So a lot has been going on over the past few weeks to a month, and its kind of driving me a bit crazy. Yesterday I found out that a very good friend of mine was moving. Over the past year I have had 2 people move, 1 attempt to move, a 4th getting ready to move, and countless amounts of people fall out of my life. Its been really difficult for me because all of these people are the people I'm closest to.
Funny how this works, funny how God works. I don't know if this is his sense of humor, or what but it drives me crazy. Over the past I don't know, six months maybe I've been very very very out of my faith, and my relationship with it has been, in my opinion, very dull and boring. The other day I asked him to shake things up, give me some excitement, make me remember why I believe what I believe. (I feel like that's a horrible thing to think but emotionally being where I was it made sense at the time). Then that happened, I found another very important person in my life was leaving.
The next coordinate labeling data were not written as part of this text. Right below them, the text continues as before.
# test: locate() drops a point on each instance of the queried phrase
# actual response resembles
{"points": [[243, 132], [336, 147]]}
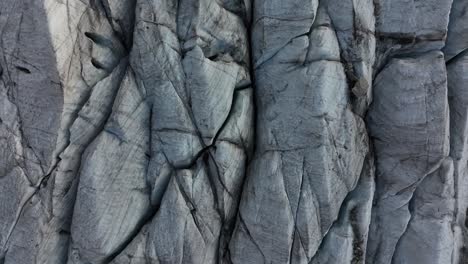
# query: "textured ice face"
{"points": [[229, 131]]}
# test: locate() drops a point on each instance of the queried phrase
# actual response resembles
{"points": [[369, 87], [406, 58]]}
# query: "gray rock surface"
{"points": [[233, 131]]}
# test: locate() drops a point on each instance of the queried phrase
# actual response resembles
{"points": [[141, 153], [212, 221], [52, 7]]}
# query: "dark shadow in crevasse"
{"points": [[31, 101]]}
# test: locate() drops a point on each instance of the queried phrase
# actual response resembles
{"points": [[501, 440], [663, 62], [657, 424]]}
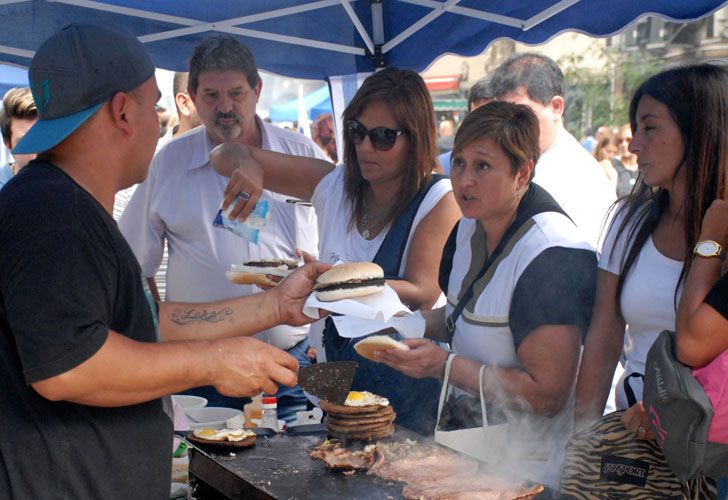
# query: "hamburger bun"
{"points": [[255, 272], [365, 348], [345, 281]]}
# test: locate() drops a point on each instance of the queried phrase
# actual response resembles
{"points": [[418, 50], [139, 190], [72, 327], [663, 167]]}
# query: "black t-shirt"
{"points": [[67, 276], [557, 288], [718, 296]]}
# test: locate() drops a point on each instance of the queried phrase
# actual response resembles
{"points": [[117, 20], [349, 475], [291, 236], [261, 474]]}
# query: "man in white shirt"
{"points": [[182, 194], [570, 174]]}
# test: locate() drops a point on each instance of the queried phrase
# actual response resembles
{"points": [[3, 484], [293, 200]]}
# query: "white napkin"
{"points": [[381, 306], [410, 326]]}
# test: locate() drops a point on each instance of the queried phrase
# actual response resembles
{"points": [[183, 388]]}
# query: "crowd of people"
{"points": [[540, 268]]}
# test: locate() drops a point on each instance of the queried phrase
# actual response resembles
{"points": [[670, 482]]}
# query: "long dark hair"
{"points": [[405, 94], [697, 99]]}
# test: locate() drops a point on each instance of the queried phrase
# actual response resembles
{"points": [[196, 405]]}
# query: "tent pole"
{"points": [[378, 34]]}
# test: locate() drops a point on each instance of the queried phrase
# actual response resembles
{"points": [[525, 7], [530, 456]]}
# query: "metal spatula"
{"points": [[328, 381]]}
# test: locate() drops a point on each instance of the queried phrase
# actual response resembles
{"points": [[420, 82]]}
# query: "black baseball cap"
{"points": [[74, 73]]}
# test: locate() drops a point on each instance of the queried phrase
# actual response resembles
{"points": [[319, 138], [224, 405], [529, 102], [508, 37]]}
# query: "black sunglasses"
{"points": [[382, 138]]}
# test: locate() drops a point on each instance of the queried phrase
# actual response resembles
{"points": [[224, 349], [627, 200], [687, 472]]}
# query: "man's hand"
{"points": [[424, 359], [243, 366], [234, 160], [292, 292], [636, 421]]}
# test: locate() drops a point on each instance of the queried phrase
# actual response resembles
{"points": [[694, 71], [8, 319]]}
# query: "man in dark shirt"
{"points": [[84, 357]]}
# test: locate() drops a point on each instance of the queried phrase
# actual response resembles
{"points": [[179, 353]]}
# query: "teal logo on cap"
{"points": [[41, 101]]}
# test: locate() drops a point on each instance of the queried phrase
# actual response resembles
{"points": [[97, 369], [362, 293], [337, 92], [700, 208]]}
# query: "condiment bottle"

All this movement though got me thinking. (Surprise right?! I was actually thinking, and thinking of something other than food, sleep, and Lauren Conrad). Any way, I was thinking about how important these people and my friends are to me, and it made me realize that I have taken advantage of them. It made me realize that I don't think the people I care about most, and love most know how much I actually love and care about them. I take advantage of their friendships by doing nothing to show how much they mean to me. Last night I was very emotional, about the whole moving thing but I got a phone call, a phone call that I really needed. It was a good friend of mine calling to tell me that she had an amazing day with me, and it made her happy that all the crap that had gone on earlier in the year was the last thing on her mind. She took the time to actually call me, and have a conversation with me being totally and completely open about it, and that is something I almost never do. Funny how one thing can make you realize so many other things.
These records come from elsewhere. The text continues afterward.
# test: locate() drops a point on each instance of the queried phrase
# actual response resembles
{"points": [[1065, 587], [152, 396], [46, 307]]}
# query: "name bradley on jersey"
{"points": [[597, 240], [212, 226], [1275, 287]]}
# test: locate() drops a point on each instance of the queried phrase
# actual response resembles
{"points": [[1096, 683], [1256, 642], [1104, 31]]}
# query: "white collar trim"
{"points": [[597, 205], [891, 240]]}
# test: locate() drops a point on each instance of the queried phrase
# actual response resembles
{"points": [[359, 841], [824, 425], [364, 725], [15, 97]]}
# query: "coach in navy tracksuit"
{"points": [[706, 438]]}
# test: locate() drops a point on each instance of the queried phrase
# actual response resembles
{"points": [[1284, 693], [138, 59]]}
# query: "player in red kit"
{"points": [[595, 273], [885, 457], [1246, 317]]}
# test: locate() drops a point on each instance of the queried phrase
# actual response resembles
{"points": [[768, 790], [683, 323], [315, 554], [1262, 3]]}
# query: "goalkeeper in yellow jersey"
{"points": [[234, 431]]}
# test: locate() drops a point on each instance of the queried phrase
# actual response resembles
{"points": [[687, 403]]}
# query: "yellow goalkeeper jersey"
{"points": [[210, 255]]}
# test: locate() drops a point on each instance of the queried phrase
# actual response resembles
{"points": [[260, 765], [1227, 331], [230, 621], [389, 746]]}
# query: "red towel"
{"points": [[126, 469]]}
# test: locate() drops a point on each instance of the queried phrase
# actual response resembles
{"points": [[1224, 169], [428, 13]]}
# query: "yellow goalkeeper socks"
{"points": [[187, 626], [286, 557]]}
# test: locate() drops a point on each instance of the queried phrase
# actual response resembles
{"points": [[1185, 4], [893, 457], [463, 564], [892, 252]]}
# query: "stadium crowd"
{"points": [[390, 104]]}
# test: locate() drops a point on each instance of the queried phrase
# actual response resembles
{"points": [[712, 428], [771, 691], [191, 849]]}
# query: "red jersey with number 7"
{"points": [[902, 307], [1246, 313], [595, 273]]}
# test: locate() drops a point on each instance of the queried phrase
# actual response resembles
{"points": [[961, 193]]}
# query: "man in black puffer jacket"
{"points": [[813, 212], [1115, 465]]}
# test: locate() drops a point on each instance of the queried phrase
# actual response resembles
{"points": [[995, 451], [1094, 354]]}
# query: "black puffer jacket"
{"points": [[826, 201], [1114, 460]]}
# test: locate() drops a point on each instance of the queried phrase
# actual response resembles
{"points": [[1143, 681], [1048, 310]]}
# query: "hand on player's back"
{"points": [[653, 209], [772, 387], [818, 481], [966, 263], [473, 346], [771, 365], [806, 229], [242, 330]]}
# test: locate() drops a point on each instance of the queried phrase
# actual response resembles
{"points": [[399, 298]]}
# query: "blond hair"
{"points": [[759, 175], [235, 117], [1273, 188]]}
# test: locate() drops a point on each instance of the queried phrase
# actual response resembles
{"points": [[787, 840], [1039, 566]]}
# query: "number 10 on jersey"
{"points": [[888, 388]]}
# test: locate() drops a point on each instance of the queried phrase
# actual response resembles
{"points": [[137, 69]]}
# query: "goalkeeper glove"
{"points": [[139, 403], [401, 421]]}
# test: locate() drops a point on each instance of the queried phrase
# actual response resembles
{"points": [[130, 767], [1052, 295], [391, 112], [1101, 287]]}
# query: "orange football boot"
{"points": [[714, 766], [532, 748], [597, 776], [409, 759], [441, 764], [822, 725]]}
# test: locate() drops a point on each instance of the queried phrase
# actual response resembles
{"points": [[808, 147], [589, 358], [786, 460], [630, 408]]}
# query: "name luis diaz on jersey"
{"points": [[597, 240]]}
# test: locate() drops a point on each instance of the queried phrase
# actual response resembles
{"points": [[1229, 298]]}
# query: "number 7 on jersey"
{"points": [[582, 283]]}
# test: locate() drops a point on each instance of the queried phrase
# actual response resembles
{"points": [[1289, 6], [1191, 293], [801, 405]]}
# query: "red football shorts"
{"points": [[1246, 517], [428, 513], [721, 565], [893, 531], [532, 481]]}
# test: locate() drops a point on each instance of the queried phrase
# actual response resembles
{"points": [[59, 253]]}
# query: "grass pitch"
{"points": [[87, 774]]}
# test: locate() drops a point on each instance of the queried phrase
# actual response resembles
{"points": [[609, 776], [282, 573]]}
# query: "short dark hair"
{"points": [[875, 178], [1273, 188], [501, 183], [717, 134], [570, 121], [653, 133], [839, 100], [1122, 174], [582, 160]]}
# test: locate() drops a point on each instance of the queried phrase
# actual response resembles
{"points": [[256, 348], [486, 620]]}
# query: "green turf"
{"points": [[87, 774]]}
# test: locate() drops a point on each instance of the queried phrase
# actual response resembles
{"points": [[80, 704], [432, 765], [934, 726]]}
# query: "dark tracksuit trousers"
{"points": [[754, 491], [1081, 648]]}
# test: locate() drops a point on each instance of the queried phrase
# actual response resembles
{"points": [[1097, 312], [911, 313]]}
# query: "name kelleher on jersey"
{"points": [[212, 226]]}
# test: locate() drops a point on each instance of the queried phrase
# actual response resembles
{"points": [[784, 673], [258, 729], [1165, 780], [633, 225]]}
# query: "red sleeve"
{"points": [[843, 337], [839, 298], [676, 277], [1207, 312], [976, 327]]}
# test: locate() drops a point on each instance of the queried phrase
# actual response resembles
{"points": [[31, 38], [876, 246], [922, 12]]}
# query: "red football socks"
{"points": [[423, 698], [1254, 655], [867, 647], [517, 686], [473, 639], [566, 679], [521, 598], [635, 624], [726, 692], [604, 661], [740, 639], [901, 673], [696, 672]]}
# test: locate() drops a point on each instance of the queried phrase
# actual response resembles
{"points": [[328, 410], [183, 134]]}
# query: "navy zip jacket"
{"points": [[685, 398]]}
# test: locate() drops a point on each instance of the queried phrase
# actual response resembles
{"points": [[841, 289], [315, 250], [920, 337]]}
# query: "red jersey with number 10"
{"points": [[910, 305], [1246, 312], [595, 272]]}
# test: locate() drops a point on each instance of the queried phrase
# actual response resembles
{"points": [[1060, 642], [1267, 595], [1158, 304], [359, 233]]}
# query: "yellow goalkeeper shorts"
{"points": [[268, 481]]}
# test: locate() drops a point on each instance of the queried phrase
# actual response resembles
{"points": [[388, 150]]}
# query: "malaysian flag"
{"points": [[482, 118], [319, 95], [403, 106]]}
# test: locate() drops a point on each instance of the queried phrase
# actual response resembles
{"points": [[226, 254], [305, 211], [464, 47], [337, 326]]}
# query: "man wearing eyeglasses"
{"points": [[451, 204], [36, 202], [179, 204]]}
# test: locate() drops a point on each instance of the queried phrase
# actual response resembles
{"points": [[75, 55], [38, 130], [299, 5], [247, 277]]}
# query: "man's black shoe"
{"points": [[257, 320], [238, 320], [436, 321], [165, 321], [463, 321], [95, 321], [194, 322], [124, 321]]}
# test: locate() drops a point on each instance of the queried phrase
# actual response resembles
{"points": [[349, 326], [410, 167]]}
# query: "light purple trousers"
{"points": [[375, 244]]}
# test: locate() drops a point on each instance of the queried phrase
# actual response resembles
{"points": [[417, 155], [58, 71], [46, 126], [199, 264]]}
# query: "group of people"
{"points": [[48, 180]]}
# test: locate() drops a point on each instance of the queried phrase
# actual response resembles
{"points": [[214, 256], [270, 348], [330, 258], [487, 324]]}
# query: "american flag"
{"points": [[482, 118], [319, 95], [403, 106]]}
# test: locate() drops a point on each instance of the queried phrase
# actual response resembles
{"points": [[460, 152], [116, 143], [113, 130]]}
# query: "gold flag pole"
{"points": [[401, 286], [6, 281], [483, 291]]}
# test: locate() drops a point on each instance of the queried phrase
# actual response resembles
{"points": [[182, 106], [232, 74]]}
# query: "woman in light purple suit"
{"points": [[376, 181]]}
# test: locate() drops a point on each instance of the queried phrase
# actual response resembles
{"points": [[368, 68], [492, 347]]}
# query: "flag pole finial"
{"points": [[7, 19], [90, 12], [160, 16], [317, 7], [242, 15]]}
I think this, once again, is Gods way of telling me to get out of my comfort zone. It happened last time someone moved, and its happening again. He's telling me "Hey you wanted me to shake things up in your life? Well I can shake them up bad. Trust me It'll be good though." Its time for me to get out of my comfort zone, be more in depth, emotional, and loving towards my friends, and trust that all the crazy shit thats happening right now will eventually bring my faith into a better place.